With successful forays outside of television into the written, graphic, film, and audio mediums, it’s easy to forget that Doctor Who has also featured in a limited number of live stageplay adaptations dating back to the 1960s. And while these had all been forgotten to time with no official recordings of the performances made, Big Finish has turned back the pages of the history book to once more bring these unique offerings to life for an entirely new audience, beginning with 1989’s ‘The Ultimate Adventure.’

It’s obviously impossible to fully judge an audio representation of what is ultimately a very visual story, and there understandably is some very descriptive dialogue for the stage that wouldn’t necessarily make it into a dedicated audio adventure. Nonetheless, in a play in which Jon Pertwee starred for the first half of its run and Colin Baker for the second, it’s also impossible not to imagine just how impressive and grandiose this production involving both the Daleks and Cybermen must have looked in person, making up for the Daleks’ somewhat confusing recycling of their plan from ‘Day of the Daleks’ in which they attempt to covertly ruin a peace conference on Earth so that they may invade in the wake of damaged international relations.
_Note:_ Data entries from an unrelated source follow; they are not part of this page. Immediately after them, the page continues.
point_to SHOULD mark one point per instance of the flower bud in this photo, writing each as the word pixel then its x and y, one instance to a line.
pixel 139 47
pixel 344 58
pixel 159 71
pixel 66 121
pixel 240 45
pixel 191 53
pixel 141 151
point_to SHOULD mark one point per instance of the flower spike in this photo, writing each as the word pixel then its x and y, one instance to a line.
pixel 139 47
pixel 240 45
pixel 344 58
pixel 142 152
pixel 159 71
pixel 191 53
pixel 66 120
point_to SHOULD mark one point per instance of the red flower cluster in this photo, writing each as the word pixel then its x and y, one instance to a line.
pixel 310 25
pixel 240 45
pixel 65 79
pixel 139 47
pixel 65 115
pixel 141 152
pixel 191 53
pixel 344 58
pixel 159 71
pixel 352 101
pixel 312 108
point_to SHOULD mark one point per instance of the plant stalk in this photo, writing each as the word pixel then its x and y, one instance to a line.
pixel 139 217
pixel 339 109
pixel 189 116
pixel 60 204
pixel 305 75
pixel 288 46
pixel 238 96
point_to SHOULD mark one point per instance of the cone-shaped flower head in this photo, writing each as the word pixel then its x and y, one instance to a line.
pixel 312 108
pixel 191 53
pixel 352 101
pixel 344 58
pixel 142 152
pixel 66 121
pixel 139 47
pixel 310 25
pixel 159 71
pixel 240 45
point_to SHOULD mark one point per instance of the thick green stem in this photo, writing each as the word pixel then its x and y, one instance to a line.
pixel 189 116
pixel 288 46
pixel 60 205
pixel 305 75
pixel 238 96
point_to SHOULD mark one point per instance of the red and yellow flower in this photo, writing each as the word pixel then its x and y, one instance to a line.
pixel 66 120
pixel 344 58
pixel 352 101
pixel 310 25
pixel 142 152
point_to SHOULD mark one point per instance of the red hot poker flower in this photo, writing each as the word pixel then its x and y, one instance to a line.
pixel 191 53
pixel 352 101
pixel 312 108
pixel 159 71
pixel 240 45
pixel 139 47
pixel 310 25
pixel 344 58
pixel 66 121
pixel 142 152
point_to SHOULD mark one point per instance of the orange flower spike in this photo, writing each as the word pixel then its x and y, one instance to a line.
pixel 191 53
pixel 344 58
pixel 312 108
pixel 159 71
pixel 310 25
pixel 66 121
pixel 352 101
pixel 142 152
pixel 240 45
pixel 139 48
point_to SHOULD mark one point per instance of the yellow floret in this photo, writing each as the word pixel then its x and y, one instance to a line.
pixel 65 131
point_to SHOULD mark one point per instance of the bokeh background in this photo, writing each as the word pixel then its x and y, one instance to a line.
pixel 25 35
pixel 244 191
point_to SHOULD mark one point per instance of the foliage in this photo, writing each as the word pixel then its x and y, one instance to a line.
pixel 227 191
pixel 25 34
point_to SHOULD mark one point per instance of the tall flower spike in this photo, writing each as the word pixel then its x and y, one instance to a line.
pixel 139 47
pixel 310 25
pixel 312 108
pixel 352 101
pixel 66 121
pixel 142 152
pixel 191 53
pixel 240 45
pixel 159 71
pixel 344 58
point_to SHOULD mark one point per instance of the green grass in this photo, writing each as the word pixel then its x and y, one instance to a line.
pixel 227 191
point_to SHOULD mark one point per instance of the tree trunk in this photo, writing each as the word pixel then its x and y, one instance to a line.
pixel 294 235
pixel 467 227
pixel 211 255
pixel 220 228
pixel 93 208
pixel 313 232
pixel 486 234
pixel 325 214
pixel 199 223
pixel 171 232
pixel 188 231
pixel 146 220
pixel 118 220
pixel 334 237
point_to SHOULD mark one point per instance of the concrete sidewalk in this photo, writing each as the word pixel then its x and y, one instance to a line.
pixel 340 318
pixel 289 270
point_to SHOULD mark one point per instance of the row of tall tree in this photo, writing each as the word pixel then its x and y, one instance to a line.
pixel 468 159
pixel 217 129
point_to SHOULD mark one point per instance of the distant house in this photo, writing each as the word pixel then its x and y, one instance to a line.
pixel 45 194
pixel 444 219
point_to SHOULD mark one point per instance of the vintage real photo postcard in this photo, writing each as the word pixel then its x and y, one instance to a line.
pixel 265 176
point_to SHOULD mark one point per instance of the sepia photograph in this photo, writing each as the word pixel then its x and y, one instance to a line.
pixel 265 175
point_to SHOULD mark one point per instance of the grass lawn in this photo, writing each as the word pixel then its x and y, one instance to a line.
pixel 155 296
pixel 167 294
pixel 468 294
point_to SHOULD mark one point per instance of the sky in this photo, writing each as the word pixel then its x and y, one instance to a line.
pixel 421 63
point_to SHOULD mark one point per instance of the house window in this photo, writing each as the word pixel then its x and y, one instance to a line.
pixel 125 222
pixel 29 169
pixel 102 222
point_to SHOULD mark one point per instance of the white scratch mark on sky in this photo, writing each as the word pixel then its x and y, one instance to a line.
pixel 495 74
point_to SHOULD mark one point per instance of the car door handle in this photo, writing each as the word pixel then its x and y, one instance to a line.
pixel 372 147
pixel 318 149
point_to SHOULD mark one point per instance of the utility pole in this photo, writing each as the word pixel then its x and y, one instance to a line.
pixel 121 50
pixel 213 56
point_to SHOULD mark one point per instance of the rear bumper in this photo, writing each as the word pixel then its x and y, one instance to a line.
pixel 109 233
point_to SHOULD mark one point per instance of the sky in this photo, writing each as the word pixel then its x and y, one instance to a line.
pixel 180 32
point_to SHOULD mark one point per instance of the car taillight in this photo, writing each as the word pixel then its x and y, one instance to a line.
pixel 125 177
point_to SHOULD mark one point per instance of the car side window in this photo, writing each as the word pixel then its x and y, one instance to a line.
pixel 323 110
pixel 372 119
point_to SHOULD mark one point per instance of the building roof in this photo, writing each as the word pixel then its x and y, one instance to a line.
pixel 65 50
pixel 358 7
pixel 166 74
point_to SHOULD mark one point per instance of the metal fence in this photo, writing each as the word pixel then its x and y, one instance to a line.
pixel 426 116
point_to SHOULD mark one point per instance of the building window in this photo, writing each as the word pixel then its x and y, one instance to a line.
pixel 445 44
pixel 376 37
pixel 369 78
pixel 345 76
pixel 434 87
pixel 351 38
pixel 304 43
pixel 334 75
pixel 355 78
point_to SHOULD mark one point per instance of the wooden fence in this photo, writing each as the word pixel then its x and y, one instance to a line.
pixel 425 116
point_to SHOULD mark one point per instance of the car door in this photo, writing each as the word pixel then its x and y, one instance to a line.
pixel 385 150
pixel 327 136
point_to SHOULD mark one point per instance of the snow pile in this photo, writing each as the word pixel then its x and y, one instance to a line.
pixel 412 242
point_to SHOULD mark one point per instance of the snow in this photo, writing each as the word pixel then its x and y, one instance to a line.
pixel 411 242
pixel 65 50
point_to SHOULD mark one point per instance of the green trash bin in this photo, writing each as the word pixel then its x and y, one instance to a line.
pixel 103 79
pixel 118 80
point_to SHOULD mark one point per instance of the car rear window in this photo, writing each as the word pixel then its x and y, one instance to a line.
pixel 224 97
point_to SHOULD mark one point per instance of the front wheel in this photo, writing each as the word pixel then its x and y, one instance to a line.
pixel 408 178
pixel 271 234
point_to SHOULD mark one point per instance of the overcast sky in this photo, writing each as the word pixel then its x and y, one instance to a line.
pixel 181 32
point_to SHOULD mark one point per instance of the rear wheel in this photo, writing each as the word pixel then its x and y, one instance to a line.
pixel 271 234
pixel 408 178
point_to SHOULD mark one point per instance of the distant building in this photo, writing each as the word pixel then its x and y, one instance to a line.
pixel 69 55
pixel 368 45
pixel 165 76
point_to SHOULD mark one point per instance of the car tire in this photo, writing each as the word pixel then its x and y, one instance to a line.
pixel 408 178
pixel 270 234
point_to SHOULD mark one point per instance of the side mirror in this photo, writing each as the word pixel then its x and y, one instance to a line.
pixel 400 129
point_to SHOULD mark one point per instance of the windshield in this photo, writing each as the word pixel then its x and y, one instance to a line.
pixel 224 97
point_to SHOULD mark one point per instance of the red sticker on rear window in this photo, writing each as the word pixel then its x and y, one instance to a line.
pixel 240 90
Obviously featuring Colin Baker for the audio release, it’s a bit unsettling to imagine the Sixth Doctor taking on a mission for Margaret Thatcher, though this is a plot development easily reconciled by the fact that the Third Doctor originally starred. This duality inadvertently becomes one of the most fascinating aspects of ‘The Ultimate Adventure,’ proving that the Doctor is always the Doctor but allowing plenty of thought about just how differently the two incarnations would have handled the situation even with the exact same dialogue. Baker is obviously having a blast here as he takes the fight directly to the Daleks after infiltrating a group of mercenaries, and it’s great to see his larger-than-life persona as he fights and mimics a Dalek balanced out by a touching bit of character development as he reflects backon all of the companions that have come and gone during his many lives as he has continued his travels throughout space and time.

‘The Ultimate Adventure’ is also tasked with introducing new companions, and Noel Sullivan dutifully steps into the role of Jason, a young man who was destined to lose his head in revolutionary France before the Doctor crossed his path. While the French accent is somewhat dubious at times, the amorous Jason proves his mettle on multiple occasions and sets a solid foundation for his continuing adventures to which the end of the play alludes. Claire Huckle also quickly develops her bombastic Crystal into a more likable and practical character as the play progresses, and the burgeoning feelings between the two companions feel at least somewhat earned even if the execution of some of the more emotional scenes together is rather saccharine.

Though the characterization if fairly good as far as the leads go, the story itself is anything but. While it was undoubtedly a huge spectacle to have both the Daleks and the Cybermen sharing the same stage, the Cybermen are reduced to nothing more than Dalek flunkies and offer absolutely nothing useful or unique to the serial. In fact, the story is so filled with set pieces that there is simply no way to create a seamless flow between them, and so while there are some nice ideas regarding the American envoy’s importance to the conference, the Daleks’ cunningness and ruthlessness, and even an inspired sacrifice of one life, the overall effect is far too disjointed to be completely effective. The fact that the mercenary plot as a whole falls flat as it wallows in generalisations and clichés only further detracts from what was obviously intended to be an epic and sprawling tale.

‘The Ultimate Adventure’ is nevertheless an intriguing piece of Doctor Who history that is certainly worthy of a listen. Though the audio version cannot capture the full spectacle of the live version even with the inclusion of the original music, this is ultimately a satisfying if very generic and safe science fiction outing that makes this a solid first entry into the limited The Stageplays range.